OMAC Machine Tool Working Group Hosts Meeting at IMTS

Oct. 18, 2012
Representatives of three aerospace companies, two tooling vendors and three computer-aided manufacturing (CAM) vendors attended a meeting of the OMAC Machine Tool Working Group Sept. 13 at the IMTS Show in Chicago. Three additional aerospace companies and two additional CAM vendors expressed strong interest but were unable to attend on the day due to logistical problems.

Attendees at the meeting reviewed the CAM data exchange business case. The CAM vendors asked for the business advantages to be expressed in dollars instead of percentages. Business advantages of standardized data exchange include faster process planning, more data reuse and increased enterprise integration. The advantages apply particularly to communication with the supply chain where there will be more flexibility, less need for visits to suppliers to explain models, fewer data entry errors and more synergy between the engineers of different organizations because both sides will be able to access the data describing the current manufacturing solution.

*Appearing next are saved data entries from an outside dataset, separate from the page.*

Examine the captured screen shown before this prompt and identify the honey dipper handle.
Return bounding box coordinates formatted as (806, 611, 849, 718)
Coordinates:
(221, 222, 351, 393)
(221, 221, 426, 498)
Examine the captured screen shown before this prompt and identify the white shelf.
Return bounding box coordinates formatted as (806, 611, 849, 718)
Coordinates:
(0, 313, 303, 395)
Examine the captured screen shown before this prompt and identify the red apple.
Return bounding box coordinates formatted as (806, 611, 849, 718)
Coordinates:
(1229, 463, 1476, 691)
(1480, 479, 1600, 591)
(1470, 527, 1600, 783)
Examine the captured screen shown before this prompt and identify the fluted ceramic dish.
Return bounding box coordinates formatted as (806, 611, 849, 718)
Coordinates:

Leaders reviewed some of the new shop floor applications that will be enabled when standards-based process data can be delivered to intelligent machines on the shop floor. These include adapting manufacturing operations for the setup changes that occur when the holding fixtures are adaptive and flexible, enabling the on machine acceptance of parts to avoid the time, waste and potential errors that can occur when parts are moved to measurement centers, reduced tool wear by dynamically adjusting the manufacturing process for the current schedule of a plant, last minute changes to tooling to meet the current availability of machines, tools and fixtures, and more accurate cost modeling.

Technology developed to support the implementation of CAM data exchange (see includes software libraries to make CAM data conforming to the ISO 10303-238 STEP-NC standard, software tools to view the system neutral CAM data on the desktop and in web browsers, and software tools to convert the neutral data into legacy M&G codes (for CNC programming). The meeting also reviewed the test parts that were developed during the testing phase of STEP-NC. They include 3 and 5-axis aerospace parts, power train parts and mold parts that were both machined and measured on multiple machines at multiple sites thus demonstrating the interoperability and portability of the STEP-NC data.

Attendees agreed that the "Boxy" part, previously machined at Boeing, National Institute of Science and Technology (NIST) and Scania should be used as the test part for the CAM data exchange deployment. A 24 month schedule was adopted for the project with the CAM vendors each allocating half of a systems programmer to the project, and the end users each contributing the equivalent of a full time person to work on testing, verification and business development.